Born in Cleveland, Barden obtained a degree in industrial psychology from Kent State University and then spent 15 years working for an airline personnel placement firm. In 1971 she decided to start her own business, API, in New Orleans, establishing the first female-owned and -operated personnel search firm dedicated to business aviation. The firm, now run by her daughter Sheryl Barden, has placed thousands of professionals in business aviation.

Barden was actively involved with NBAA, serving eight terms as the local committee chair for the association’s annual Business Aviation Convention & Exhibition. She also helped create the annual NBAA Careers in Business Aviation Day.

In 1992, President George H.W. Bush appointed Barden to a presidential blue ribbon panel to research training options to address the pilot and aviation maintenance technician shortage. She was also appointed to the President’s committee for the rehabilitation of returning Vietnam prisoner-of-war (POW) pilots.

In everything she did, Jan always made people feel special and valued. She will be greatly missed,” said NBAA president and CEO Ed Bolen.

Barden was the recipient of numerous awards, among them NBAA’s John P. “Jack” Doswell Award for her lifelong achievement in support of business aviation and the NBAA American Spirit Award for her pursuit of excellence and service to others in aviation. She also received a National Aeronautic Association Distinguished Statesman of Aviation Award and was inducted into the Ohio Senior Citizens Hall of Fame.

I am immeasurably proud of the lifelong accomplishments and impact that my mother has made in the lives of professionals working in business aviation,” Sheryl Barden said. Along with her daughter, Janice Barden is survived by her husband, Chuck McKinnon, the former head of IBM’s flight department.

Bart Gault, a long-time corporate pilot known for his expertise in international operations, died in July as he turned 67 following a battle with ALS. Born July 2, 1949, in Chicago, Gault moved to Beverly Hills, Calif., as a young teen and learned to fly there. He enlisted in the U.S. Army in 1967, serving two tours of duty during the Vietnam War. He was an artillery specialist and involved in special forces in operations and intelligence. After the war he worked at Santa Monica Airport in California, where he met his wife, Pam. He ran a charter operation and flew for a number of clients, including Howard Leight. He relocated to San Diego when Leight’s company moved there, spent time flying for Jenny Craig in Carlsbad and later moved to Phoenix, where he flew for the owners of the Phoenix Suns basketball team.

Over the past decade he had flown under a number of short- and medium-term contracts. “He successfully managed flight departments in some very challenging environments,” his son Travis said, “places folks only hear about in the news after something bad has happened.” He spent months working in Nigeria, Egypt, Jordan, India and the UK and flew in Cameroon, Niger, South Africa, Mauritius, Pakistan, Israel, Russia, Peru, Congo and Kenya, among others.
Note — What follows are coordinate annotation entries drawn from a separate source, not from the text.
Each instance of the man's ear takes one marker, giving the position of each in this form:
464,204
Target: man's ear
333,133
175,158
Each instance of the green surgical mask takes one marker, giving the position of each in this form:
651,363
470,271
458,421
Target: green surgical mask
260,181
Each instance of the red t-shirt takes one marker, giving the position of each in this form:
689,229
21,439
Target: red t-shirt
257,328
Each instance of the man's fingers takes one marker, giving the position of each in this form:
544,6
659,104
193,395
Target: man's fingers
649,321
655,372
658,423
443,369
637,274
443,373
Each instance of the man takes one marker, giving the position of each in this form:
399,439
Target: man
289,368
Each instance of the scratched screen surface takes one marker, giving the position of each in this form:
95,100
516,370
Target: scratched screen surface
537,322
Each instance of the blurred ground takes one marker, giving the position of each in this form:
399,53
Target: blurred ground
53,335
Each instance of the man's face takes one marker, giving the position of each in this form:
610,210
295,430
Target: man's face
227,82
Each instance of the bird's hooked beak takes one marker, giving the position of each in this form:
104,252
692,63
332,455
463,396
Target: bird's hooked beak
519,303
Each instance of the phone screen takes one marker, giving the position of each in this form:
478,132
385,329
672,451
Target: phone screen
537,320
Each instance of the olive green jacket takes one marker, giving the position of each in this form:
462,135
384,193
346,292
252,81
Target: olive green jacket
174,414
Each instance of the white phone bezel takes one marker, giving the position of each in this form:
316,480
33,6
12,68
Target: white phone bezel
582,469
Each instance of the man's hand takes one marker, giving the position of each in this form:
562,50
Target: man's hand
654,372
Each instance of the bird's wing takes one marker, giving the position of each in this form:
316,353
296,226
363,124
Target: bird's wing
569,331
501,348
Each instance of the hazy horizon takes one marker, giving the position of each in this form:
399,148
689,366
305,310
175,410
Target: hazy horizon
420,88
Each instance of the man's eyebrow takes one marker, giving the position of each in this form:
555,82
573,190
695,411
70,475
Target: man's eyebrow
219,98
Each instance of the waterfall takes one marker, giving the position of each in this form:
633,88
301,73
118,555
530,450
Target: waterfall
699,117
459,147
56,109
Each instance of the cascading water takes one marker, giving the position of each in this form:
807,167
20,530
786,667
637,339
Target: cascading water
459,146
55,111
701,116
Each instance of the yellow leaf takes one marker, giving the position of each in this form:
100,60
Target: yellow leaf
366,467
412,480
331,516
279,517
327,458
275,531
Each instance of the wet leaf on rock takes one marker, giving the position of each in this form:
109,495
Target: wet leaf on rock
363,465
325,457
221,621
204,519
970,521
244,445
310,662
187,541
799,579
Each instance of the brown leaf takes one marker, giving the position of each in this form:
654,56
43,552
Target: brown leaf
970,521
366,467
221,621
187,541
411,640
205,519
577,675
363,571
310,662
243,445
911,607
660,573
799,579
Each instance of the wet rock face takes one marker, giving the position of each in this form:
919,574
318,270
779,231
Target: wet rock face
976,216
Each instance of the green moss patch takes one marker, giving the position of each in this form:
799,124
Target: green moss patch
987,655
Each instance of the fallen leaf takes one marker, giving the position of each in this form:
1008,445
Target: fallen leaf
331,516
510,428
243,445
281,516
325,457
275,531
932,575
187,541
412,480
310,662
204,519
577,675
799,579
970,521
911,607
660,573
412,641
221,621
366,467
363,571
Gault, who was Jewish, was caught in the Arab Spring in Egypt for months before his aircraft owner decided to leave the country. “Never afraid…he respected all people and kept friends of all political persuasions,” said Caterina Taylor, a long-time friend and industry colleague who is manager of North American business development for Jetex Flight Support.

Gault’s symptoms of ALS appeared late last year, bringing his flying to an end. In addition to Pam Boldizar Gault and Travis, he is survived by his sons Gavin and Zach.